Rail union rep Joe Coleman from Seattle has a question about the FELA liability of railroads who contract out work. His General Foreman recently hired subcontractors to band freight car loads that had shifted due to broken banding, and when challenged tried to justify it by arguing that since the subcontractors are self-insured, the railroad will save on FELA liability.
It ain’t necessarily so. Federal Employers Liability Act liability cannot be contractually waived, 45 U.S.C. 55, and the Supreme Court holds that "non-railroad" employees are nevertheless covered by the FELA if they are (1) a borrowed servant of the railroad, (2) a servant acting for two masters simultaneously, or (3) a subservant of a company that was in turn a servant of the railroad.

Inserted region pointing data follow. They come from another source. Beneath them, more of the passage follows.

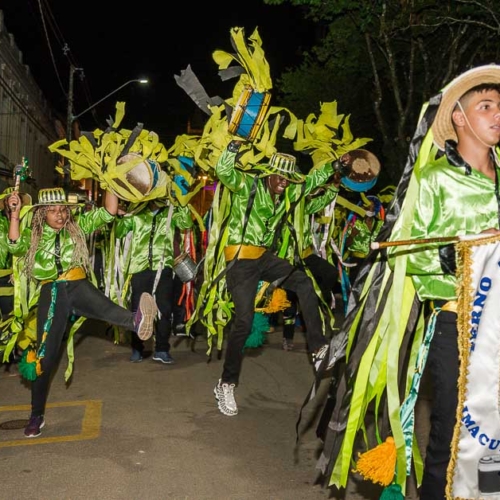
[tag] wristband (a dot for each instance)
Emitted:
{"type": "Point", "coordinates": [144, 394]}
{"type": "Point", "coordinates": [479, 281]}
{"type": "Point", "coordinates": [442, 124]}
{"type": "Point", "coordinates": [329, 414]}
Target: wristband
{"type": "Point", "coordinates": [234, 146]}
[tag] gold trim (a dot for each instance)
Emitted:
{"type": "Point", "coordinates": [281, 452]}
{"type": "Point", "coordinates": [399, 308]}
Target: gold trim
{"type": "Point", "coordinates": [308, 251]}
{"type": "Point", "coordinates": [77, 273]}
{"type": "Point", "coordinates": [450, 306]}
{"type": "Point", "coordinates": [245, 252]}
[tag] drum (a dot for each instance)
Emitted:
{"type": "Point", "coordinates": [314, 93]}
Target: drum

Kelly v Southern Pacific Co 419 US 318, 324 (1974). When determining whether a person is a borrowed servant or dual servant under the FELA, courts look at several factors: (1) who exercised significant supervisory control over the worker at the time of the injury; (2) who selected the worker; and (3) who paid his or her wages. The overriding consideration is whether the railroad had control of (or the right to control) the worker in the performance of his duties, and where evidence of control of the employee’s activities is in dispute, the case must go to a jury. Vanskike v ACF Indus. Inc., 665 F.2d 188, 198 (8th Cir, 1981).
So don’t let managers bluff you with such lame justifications for violating your contracting out rules—-railroad laws such as the FELA do not disappear merely because a railroad says so. Employees of railroad subcontractors can still sue the railroad under the FELA. And by the way, railroad contractors also are covered by the anti-retaliation provisions of the Federal Rail Safety Act. Under the FRSA, a railroad subcontractor cannot retaliate against its own employees who report safety violations or personal injuries.